The government’s actions — which were roundly condemned by rights groups — pushed many people back to rural areas.
However, in the intervening years, with little work and few opportunities, people have been returning to the cities, but those like Zimunya and her children who live in Mutare’s slums look unlikely to get much help from city hall.
Mutare Mayor Tatenda Nhamarare said the city was working hard to alleviate its housing problem, including by building roads and sewer facilities “in high and low-[density] residential areas” prior to house building.
“And private land developers are also helping to provide decent accommodation to the people,” Nhamarare said.
However, he was quick to say that the city would not tolerate illegal settlers.
“We cannot do anything for them [illegal settlers] — they must vacate the areas they are occupying,” he said.
Associations that represent Mutare residents said many homeless could not afford the residential stands on offer.
Human rights lawyer Passmore Nyakureba said that ran contrary to the obligation by the national and local governments to supply housing to citizens — either by providing housing or by ensuring access to land for development at low cost.

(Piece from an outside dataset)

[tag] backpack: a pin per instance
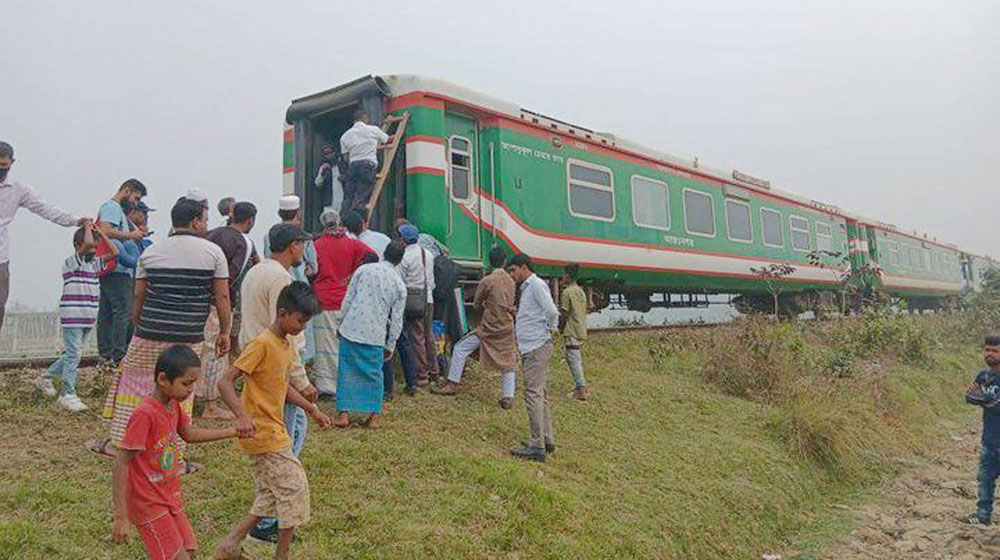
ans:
(103, 251)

“But, as you know, our government has really done very little in this area, as it has alienated its primary obligation through either the commercialization or politicization of the right to access to both urban and rural land,” Nyakureba said.
Given the government’s approach, the only option was to keep urging it to meet its responsibilities to provide land for its citizens, he said.
“On its own, this government will not do anything towards fulfilling any of the rights of the people of Zimbabwe unless there is political gain to it,” he said.